A two-judge bench headed by Chief Justice Ranjan Gogoi was hearing a plea by three women -- Swati Agarwal, Garima Sekseria, and Prachi Vats. 

The top court agreed to hear the plea of women challenging the provisions of the Medical Termination of Pregnancy Act.

The trio, in their petition, stated that the act allows abortion only to save the life of the mother. 

It submitted that the restrictions and exceptions in the act violate women's rights. 

The issue of safe abortion and restriction on the reproductive choice of women and other incidental issues require consideration and urgent resolution by this Court since it severely, drastically and irreversibly affects all women of the country and is not a regional issue pertaining to any particular state, stated the plea.

The plea also asserted that section 3(2) (b) of the act is violative of Article 21 of the Constitution.

Section 3(2) (b) restricts the right to seek an abortion on the ground of risk to the life of pregnant woman, grave injury to her physical or mental health and substantial risk that if the child were born, it would suffer from such physical or mental abnormalities. 

The Indian Penal Code was enacted including sections 312-316 which criminalized abortion unless it was for the purpose of saving the life of the woman, submitted the plea.

"The impugned provisions and the lack of access to safe abortions affects the fundamental right to health, reproductive choice and right to privacy of women of the country," it added.

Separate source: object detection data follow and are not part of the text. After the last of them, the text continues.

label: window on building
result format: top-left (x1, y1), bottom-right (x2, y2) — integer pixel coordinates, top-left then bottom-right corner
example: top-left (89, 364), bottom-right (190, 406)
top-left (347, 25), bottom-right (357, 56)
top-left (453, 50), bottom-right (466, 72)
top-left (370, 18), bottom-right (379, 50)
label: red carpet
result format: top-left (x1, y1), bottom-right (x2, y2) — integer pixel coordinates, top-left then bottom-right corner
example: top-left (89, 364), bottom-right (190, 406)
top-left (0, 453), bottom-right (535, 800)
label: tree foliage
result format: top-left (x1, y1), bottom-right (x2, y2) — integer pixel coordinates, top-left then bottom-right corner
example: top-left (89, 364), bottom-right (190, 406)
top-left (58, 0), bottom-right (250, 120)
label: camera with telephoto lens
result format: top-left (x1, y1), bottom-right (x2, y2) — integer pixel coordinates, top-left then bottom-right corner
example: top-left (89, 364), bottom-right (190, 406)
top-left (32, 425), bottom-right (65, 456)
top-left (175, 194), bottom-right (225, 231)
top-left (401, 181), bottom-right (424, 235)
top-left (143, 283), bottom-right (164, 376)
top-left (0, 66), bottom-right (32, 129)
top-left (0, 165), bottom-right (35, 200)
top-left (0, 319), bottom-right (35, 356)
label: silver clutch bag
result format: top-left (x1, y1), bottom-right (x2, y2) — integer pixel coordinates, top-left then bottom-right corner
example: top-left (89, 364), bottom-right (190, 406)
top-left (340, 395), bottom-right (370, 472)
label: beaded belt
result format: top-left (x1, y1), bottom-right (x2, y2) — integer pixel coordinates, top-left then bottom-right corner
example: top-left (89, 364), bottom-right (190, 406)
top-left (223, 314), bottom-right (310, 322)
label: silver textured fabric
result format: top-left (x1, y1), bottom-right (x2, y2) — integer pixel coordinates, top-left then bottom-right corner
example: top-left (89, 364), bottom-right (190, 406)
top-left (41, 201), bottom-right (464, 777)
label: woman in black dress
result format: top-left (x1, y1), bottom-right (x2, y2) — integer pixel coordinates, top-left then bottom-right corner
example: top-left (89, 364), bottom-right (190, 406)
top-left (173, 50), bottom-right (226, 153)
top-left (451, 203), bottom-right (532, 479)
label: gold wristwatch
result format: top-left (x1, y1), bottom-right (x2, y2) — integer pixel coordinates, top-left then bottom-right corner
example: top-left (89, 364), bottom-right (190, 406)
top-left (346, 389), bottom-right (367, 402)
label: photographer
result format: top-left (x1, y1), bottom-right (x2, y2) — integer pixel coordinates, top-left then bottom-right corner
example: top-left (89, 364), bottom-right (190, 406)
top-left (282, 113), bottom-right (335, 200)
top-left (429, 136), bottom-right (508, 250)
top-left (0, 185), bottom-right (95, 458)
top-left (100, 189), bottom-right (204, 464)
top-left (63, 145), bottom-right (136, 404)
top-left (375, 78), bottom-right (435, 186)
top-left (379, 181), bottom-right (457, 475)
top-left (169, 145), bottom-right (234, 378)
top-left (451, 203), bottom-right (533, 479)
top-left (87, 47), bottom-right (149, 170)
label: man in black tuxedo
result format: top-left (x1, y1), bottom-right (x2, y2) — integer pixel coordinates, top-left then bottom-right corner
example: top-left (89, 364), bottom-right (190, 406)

The MTPA provision amounts to hostile discrimination against single women without any nexus to the object which is to terminate an unwanted pregnancy, said the plea.

"The object of MTPA is to enable a woman to terminate an unplanned and unwanted pregnancy since a pregnancy entails several physical, mental and socio-economic consequences. 

Keeping the object in view there is no rationale for not affording the same protection to an unmarried woman," it said while adding that it is violative of Article 14 of the Constitution.